Chirurg: Die Eingriffe nehmen auch deshalb zu, weil wir heute schonender operieren und mehr machen können. Viele Eingriffe am Rücken sind technisch unkompliziert und überschaubar, man entfernt ein bisschen Bandscheibengewebe, erweitert einen Nervenkanal oder versteift ein, zwei Wirbelsäulensegmente. Das haben sich viele Ärzte angeeignet, es ist vermeintlich schnell gemacht und weitverbreitet. Die Gefahr ist sehr groß, dass den Patienten das zu früh angeboten wird. Sicher werden sehr viele Menschen operiert, denen eine Stabilisierung und Stärkung der Muskulatur genauso gut, wenn nicht sogar besser geholfen hätte. Und da ist noch ein zweites Risiko: Über den Erfolg der Operation entscheidet die richtige Indikation – nicht die Fähigkeit des Chirurgen.
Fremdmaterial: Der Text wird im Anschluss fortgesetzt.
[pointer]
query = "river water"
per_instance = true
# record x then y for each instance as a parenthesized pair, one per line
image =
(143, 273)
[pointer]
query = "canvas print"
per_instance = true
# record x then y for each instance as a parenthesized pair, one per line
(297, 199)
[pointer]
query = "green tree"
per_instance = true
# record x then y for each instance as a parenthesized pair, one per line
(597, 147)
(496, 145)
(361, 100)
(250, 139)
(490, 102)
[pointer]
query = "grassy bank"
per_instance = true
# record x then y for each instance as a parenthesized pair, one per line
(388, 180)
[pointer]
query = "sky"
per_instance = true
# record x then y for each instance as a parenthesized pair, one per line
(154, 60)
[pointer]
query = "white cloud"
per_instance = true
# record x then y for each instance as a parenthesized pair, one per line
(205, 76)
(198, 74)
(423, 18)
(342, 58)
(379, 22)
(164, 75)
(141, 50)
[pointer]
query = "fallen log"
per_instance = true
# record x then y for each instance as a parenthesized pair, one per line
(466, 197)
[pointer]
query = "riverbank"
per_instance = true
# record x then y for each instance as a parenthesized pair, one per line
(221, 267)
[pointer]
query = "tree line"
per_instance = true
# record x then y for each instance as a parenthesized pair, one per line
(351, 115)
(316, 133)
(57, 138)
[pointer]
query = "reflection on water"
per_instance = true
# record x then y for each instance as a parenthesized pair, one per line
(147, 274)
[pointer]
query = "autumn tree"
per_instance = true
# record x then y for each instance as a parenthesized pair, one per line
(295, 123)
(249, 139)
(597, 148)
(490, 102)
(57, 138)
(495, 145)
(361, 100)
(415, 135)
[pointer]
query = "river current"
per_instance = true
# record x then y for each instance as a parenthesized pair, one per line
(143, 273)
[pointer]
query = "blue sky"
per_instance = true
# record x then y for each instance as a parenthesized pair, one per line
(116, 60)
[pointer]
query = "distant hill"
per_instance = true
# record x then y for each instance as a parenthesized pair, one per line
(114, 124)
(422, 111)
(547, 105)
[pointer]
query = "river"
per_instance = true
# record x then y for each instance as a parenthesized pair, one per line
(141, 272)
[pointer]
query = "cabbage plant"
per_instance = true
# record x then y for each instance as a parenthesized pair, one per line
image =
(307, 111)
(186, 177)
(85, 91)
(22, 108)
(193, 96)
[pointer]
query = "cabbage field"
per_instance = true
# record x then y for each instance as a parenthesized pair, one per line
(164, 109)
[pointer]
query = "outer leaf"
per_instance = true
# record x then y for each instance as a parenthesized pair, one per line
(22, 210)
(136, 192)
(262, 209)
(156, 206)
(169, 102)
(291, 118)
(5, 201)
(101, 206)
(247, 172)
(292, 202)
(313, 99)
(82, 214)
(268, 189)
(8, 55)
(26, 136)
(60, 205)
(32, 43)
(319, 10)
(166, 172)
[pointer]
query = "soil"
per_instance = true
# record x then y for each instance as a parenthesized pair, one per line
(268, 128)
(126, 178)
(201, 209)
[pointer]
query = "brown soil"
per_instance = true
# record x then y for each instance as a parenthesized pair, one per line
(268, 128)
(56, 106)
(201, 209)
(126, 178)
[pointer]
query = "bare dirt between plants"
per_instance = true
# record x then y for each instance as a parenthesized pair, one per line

Bei einer richtigen Indikation wird das Ergebnis gut, bei einer schlechten wird es schlecht.

ZEIT Doctor: Wenn also die Entscheidung für einen Eingriff falsch ist oder zu früh fällt, kann jemand noch so gut operieren, es kommt nichts Gutes dabei raus?

Chirurg: Genau. Die Erwartung der Ärzte an diese Verfahren ist viel zu hoch.

Dieser Artikel gehört zu ZEIT Doctor aus der ZEIT Nr. 11 vom 3.3.2016.

Orthopäde: Ich möchte die Patienten gerne mit in die Verantwortung nehmen, die sind auch sehr flott dabei und sagen: "Dann schneiden die mir mal schnell meinen Kreuzschmerz heraus, und alles ist gut." Ich sage: Kreuzschmerzen braucht man nicht zu operieren.

ZEIT Doctor: Eine klare Ansage.

Orthopäde: Kreuzschmerz, insbesondere der chronische, ist fast nie ein körperliches Problem. Zur Klarstellung: Wir reden nicht über Beinschmerz oder eine anhaltend schwere Lähmung im Bein, sondern über Kreuzschmerz. Da gibt es für mich nur sehr wenige Indikationen für eine Operation. Alles andere kriegt man so in den Griff, wenn man in Ruhe mit dem Patienten spricht, realistische Ziele definiert und sich genug Zeit gibt. Wir Ärzte müssen heute aber viel mehr begründen und erklären. Ich spüre viel Unverständnis, Misstrauen. Ich könnte mir vorstellen, dass das bei den Operateuren noch viel häufiger so ist.